С утра Илья Алексеевич явился в штаб Отдельного корпуса жандармов на Фурштатской в кабинет Брусникина. Полковник весьма любезно встретил сыщика, хотя и выглядел озабоченным: из утренних газет следовало, что после вчерашней выходки у Коммерческого банка министр финансов Витте получил ультиматум с требованием остановить реформу. По пути сюда Илья Алексеевич слышал, как мальчишки-газетчики выкрикивали сенсационные заголовки: «Народовольцы шантажируют правительство!», «Формула профессора Горского обрушит рынок!», «Правительство собирается на срочное заседание!».
На столе Брусникина стояли ящики со слитками, доставленные из третьего участка Спасской части.

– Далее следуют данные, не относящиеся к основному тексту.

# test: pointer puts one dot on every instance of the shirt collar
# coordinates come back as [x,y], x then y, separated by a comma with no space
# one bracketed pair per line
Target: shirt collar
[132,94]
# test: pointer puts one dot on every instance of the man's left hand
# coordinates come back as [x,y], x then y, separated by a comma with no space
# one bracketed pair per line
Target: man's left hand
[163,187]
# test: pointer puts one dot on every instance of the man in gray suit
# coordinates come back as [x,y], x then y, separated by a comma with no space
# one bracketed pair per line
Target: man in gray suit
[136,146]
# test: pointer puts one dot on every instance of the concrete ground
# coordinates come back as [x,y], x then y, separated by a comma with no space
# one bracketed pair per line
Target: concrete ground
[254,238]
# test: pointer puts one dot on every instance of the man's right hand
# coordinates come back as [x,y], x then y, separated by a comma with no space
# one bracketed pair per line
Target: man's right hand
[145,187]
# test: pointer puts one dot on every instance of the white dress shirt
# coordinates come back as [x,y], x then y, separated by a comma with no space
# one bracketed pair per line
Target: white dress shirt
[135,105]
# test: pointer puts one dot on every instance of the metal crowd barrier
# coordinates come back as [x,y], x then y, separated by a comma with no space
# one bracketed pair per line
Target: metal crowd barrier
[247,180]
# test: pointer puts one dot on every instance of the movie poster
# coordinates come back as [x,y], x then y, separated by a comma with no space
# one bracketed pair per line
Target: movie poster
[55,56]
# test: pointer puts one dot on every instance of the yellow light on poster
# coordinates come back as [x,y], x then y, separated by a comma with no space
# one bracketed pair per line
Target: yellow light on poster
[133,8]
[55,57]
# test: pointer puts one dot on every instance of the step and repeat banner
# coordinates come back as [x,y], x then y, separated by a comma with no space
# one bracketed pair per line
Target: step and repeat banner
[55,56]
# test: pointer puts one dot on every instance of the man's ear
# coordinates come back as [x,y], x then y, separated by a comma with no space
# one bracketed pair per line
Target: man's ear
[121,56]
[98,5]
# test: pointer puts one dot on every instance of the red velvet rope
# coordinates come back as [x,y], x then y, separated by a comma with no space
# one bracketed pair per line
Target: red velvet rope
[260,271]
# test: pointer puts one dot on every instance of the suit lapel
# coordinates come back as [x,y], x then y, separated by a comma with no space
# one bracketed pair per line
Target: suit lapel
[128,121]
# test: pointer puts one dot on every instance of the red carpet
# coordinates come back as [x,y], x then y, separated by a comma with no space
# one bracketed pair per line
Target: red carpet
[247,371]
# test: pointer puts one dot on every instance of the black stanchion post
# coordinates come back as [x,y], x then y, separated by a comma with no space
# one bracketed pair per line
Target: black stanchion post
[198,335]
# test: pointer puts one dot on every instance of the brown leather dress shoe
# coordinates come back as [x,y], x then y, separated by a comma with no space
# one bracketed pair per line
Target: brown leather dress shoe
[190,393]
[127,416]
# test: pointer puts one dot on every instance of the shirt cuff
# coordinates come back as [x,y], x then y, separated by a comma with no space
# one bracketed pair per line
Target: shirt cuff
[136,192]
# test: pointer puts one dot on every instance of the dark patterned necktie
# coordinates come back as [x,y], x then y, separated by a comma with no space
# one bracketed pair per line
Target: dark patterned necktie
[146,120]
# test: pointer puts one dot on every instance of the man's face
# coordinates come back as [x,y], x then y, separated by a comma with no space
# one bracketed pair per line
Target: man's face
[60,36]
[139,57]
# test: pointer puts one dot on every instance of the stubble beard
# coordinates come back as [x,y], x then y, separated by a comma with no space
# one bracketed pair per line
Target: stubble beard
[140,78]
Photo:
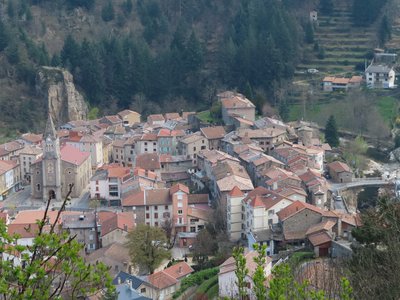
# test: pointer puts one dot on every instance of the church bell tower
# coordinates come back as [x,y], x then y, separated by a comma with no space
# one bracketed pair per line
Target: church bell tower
[51,163]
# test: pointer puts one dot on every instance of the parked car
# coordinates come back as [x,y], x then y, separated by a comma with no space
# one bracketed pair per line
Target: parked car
[312,71]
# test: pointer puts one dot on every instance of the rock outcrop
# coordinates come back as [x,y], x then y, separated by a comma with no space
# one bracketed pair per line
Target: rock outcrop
[65,103]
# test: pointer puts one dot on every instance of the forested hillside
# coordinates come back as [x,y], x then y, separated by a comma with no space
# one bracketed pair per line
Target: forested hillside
[144,53]
[150,55]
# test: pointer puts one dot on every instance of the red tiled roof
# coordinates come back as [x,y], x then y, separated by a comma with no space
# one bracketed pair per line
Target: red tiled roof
[7,165]
[211,133]
[118,171]
[23,230]
[339,167]
[320,238]
[236,192]
[172,116]
[161,280]
[110,221]
[179,187]
[135,198]
[198,199]
[148,161]
[149,137]
[179,270]
[298,206]
[73,155]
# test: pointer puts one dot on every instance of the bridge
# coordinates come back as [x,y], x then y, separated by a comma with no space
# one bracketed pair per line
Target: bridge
[340,203]
[361,182]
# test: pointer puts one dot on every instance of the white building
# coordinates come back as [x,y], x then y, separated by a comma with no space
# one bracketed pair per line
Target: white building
[227,280]
[380,73]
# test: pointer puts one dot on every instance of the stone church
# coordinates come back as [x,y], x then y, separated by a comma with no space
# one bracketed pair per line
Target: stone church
[59,168]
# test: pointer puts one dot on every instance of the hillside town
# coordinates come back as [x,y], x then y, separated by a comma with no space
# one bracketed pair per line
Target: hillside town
[269,182]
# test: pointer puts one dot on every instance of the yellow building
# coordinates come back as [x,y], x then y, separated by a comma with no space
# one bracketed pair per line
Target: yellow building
[129,117]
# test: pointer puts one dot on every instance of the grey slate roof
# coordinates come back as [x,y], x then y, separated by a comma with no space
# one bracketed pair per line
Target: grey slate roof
[378,69]
[136,281]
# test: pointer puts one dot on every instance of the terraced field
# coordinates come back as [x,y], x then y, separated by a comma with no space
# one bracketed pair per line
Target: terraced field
[344,44]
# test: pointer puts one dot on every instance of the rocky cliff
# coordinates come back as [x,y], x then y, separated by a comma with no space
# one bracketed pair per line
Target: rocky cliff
[65,103]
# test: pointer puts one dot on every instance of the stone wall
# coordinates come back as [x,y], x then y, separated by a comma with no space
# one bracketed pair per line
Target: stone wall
[65,103]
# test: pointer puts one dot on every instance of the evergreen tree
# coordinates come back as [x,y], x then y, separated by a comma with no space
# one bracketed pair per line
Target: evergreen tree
[241,271]
[259,275]
[56,60]
[92,72]
[10,9]
[70,53]
[4,36]
[127,7]
[146,246]
[384,31]
[326,7]
[284,111]
[13,54]
[193,54]
[331,132]
[309,31]
[107,12]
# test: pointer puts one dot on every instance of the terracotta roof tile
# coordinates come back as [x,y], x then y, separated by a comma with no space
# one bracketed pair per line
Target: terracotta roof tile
[179,270]
[212,133]
[339,167]
[179,187]
[236,192]
[317,239]
[161,280]
[73,155]
[148,161]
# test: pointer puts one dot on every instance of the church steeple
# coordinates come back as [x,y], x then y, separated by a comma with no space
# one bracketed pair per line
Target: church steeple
[50,130]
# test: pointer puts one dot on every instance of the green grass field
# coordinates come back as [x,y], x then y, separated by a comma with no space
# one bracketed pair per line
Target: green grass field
[388,108]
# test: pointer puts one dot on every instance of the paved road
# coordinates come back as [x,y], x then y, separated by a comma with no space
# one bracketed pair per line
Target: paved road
[22,200]
[342,186]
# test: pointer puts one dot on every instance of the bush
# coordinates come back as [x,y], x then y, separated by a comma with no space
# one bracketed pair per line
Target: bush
[299,257]
[195,279]
[206,285]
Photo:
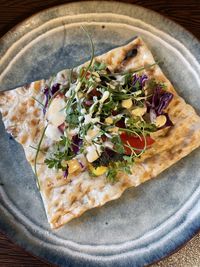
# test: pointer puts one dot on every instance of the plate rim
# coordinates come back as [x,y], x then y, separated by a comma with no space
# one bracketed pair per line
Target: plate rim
[89,2]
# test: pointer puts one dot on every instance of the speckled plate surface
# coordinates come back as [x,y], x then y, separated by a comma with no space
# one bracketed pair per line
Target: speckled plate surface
[146,223]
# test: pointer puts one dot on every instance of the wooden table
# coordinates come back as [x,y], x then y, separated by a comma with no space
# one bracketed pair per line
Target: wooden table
[184,12]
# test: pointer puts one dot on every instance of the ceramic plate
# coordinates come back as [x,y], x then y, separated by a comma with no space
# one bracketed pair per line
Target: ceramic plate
[146,223]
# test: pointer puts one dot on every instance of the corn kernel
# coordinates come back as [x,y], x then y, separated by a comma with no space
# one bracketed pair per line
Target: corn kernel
[127,103]
[109,120]
[139,111]
[160,121]
[98,171]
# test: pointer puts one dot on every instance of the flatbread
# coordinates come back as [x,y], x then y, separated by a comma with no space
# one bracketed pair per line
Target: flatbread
[65,199]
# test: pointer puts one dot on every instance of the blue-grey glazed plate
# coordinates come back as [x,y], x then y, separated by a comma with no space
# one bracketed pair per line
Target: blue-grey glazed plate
[146,223]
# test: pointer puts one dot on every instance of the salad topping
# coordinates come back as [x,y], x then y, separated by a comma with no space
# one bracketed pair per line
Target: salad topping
[107,117]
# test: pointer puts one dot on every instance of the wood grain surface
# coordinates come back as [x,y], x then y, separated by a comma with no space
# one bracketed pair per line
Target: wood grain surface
[184,12]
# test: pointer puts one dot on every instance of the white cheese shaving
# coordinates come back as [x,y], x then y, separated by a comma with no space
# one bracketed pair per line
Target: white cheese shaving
[53,132]
[56,113]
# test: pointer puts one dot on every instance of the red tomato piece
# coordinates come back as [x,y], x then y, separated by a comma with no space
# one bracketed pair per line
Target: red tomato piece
[134,141]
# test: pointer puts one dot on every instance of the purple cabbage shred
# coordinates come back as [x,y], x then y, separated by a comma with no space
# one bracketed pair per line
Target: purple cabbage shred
[141,80]
[160,101]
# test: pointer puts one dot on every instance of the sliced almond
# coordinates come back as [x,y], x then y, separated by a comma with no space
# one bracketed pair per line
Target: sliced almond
[160,121]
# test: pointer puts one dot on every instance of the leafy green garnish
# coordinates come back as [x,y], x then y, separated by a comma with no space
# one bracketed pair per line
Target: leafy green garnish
[36,156]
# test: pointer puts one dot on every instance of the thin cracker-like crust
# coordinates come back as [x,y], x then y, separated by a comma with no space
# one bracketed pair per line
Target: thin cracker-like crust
[65,199]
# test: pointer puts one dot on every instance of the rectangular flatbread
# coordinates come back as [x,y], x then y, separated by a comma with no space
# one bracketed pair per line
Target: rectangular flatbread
[67,198]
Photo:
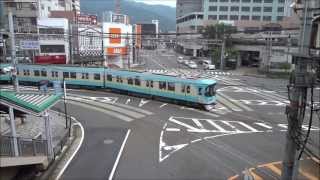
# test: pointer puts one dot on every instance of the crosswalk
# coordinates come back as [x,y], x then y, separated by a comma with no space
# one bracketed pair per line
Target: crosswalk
[187,131]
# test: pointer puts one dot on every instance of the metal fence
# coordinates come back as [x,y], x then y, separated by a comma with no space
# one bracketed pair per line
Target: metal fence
[26,147]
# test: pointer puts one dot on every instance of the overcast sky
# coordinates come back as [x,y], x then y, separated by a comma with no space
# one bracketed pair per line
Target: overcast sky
[171,3]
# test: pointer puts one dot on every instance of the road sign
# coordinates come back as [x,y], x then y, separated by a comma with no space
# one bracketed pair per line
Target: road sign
[29,44]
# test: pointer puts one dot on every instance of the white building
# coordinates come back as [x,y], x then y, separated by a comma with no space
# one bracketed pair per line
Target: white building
[117,44]
[53,41]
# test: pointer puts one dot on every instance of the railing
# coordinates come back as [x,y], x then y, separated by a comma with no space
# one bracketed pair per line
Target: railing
[26,147]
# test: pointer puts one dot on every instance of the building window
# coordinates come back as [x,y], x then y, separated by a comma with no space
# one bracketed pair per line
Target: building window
[280,9]
[212,17]
[256,18]
[96,77]
[73,75]
[223,17]
[267,18]
[109,77]
[245,8]
[256,9]
[65,74]
[279,18]
[171,86]
[213,8]
[245,17]
[162,85]
[267,9]
[234,8]
[36,73]
[44,73]
[234,17]
[223,8]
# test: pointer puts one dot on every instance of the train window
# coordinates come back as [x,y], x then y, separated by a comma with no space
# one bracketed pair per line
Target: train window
[43,73]
[130,81]
[96,77]
[73,75]
[109,77]
[162,85]
[171,86]
[85,76]
[188,89]
[183,88]
[200,91]
[36,73]
[65,74]
[137,81]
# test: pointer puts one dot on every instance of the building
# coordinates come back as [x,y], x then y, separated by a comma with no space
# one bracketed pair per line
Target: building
[54,41]
[117,44]
[25,14]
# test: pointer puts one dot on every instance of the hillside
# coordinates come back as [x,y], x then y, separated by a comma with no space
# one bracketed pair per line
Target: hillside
[138,12]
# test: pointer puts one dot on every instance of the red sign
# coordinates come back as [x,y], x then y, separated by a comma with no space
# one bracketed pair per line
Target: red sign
[117,51]
[59,59]
[115,35]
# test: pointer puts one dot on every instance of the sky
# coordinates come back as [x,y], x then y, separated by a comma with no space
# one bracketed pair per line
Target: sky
[171,3]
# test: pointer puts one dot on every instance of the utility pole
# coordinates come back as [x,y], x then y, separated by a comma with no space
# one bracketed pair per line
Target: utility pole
[298,87]
[13,52]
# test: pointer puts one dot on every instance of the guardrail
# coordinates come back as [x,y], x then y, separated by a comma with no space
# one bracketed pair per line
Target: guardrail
[26,146]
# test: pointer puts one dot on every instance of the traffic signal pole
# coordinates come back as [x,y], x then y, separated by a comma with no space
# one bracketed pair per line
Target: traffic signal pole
[13,52]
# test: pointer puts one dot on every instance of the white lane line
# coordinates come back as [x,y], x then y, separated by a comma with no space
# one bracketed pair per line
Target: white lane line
[75,152]
[264,125]
[237,103]
[128,100]
[119,155]
[163,105]
[173,129]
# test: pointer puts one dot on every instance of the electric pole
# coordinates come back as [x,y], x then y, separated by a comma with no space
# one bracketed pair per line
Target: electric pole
[298,87]
[13,52]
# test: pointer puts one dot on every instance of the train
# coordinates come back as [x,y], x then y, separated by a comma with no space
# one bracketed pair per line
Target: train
[182,90]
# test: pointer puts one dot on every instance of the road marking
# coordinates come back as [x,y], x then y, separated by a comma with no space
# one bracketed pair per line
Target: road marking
[264,125]
[143,102]
[227,103]
[163,105]
[119,155]
[75,152]
[172,129]
[237,103]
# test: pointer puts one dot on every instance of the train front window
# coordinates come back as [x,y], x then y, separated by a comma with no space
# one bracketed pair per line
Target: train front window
[210,91]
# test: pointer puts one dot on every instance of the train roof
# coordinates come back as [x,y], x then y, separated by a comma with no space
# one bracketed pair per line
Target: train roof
[129,73]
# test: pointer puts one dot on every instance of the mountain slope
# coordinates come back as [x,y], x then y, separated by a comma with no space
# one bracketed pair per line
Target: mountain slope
[138,12]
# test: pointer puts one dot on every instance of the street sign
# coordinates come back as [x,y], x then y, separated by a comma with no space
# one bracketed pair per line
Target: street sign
[29,44]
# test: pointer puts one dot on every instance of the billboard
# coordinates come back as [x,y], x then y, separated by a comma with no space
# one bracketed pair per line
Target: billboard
[115,35]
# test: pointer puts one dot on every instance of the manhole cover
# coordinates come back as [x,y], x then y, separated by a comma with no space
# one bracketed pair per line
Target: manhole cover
[108,141]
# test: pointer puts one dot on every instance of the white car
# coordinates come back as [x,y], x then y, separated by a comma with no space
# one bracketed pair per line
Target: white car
[192,65]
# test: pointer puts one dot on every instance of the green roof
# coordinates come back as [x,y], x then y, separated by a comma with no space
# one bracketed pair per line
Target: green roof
[35,102]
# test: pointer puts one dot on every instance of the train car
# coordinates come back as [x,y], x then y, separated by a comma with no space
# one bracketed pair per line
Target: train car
[196,92]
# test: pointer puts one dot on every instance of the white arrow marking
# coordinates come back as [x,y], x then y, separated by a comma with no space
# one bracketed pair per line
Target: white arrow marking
[143,102]
[128,100]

Глебова сидела на стуле, уставившись в окно. Появление Ильи Алексеевича оставило ее безучастной.
– Мы задержали вашего «фальшивомонетчика», – начал Илья Алексеевич. – Им оказался Гриша Капай, помощник Гали-Дудки, мошенницы из Одессы, проводившей здесь медиумические сеансы под видом мадам Энтеви. К смерти Крючина, равно как и к смерти профессора Горского, он не причастен.
Глебова бросила взгляд на сыщика, в котором презрение мешалось с удивлением, и снова отвернулась к окну.
– Столько смертей ради идеи о всеобщем счастье…
– Сколько? – вдруг вспыхнула революционерка. – Две?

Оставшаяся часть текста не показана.